Un’analisi approfondita di Interactive Brokers rivela ritardi critici nell’esecuzione, slippage (slippage) negativo, downtime (tempo di inattività) cronico del server e rifiuti degli ordini che danneggiano attivamente la redditività dei trader.
Table of Contents
- Il lato oscuro di Interactive Brokers: colli di bottiglia nell'esecuzione, latenza e instabilità dei server
- Velocità di esecuzione: l'illusione dello SmartRouting e la latenza indotta
- Statistiche sullo slippage: un drenaggio dei profitti sul Forex
- Rifiuti degli ordini: l'incubo della mancata esecuzione
- Requote vs Rifiuti: una falsa scelta
- Il fallimento del pool di liquidità (liquidity pool)
- Il vero costo del trading Forex con questo broker
- La disconnessione del supporto clienti durante le crisi
Il lato oscuro di Interactive Brokers: colli di bottiglia nell’esecuzione, latenza e instabilità dei server
Nonostante si proponga sul mercato come la destinazione principale per gli operatori finanziari professionisti, un’analisi approfondita dell’infrastruttura di elaborazione degli ordini, dell’uptime del server e delle velocità di esecuzione di Interactive Brokers (IBKR) rivela un sistema profondamente imperfetto.
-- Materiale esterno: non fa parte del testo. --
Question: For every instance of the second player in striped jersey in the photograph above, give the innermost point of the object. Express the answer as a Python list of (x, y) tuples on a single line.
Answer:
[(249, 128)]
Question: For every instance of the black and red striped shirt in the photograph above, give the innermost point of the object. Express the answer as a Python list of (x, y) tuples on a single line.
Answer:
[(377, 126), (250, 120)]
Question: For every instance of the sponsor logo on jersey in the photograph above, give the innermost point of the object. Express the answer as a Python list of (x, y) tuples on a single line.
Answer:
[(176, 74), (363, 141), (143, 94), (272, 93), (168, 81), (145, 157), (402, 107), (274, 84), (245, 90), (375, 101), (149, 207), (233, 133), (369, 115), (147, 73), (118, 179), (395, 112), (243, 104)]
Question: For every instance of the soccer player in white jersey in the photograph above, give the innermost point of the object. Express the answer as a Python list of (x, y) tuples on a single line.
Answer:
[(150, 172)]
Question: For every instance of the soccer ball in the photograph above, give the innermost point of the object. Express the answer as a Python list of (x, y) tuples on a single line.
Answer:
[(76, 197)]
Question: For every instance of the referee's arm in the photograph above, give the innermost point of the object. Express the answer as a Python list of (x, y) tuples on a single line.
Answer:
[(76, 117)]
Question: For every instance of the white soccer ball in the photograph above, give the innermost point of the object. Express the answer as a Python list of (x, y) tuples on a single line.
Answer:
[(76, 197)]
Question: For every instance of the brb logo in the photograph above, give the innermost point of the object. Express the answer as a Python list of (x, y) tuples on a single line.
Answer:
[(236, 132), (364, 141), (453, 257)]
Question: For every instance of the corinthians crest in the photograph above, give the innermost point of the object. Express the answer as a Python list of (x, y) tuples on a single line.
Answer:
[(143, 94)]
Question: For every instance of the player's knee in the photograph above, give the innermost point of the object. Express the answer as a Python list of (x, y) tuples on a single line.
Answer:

Per i trader che fanno affidamento su precisione, slippage (slippage) minimo e una solida connettività del server, le realtà statistiche e le recensioni verificate degli utenti dipingono un quadro desolante di una piattaforma che sta cedendo sotto il proprio peso.
Ecco un’analisi critica delle metriche di esecuzione e delle prestazioni dei server di IBKR, basata su dati internet recenti e report dei trader.
1. Downtime (tempo di inattività) cronico del server e picchi di manutenzione
Per un broker che compete su scala globale, la disponibilità costante del server è non negoziabile. Tuttavia, il recente monitoraggio dell’infrastruttura rivela una grave instabilità.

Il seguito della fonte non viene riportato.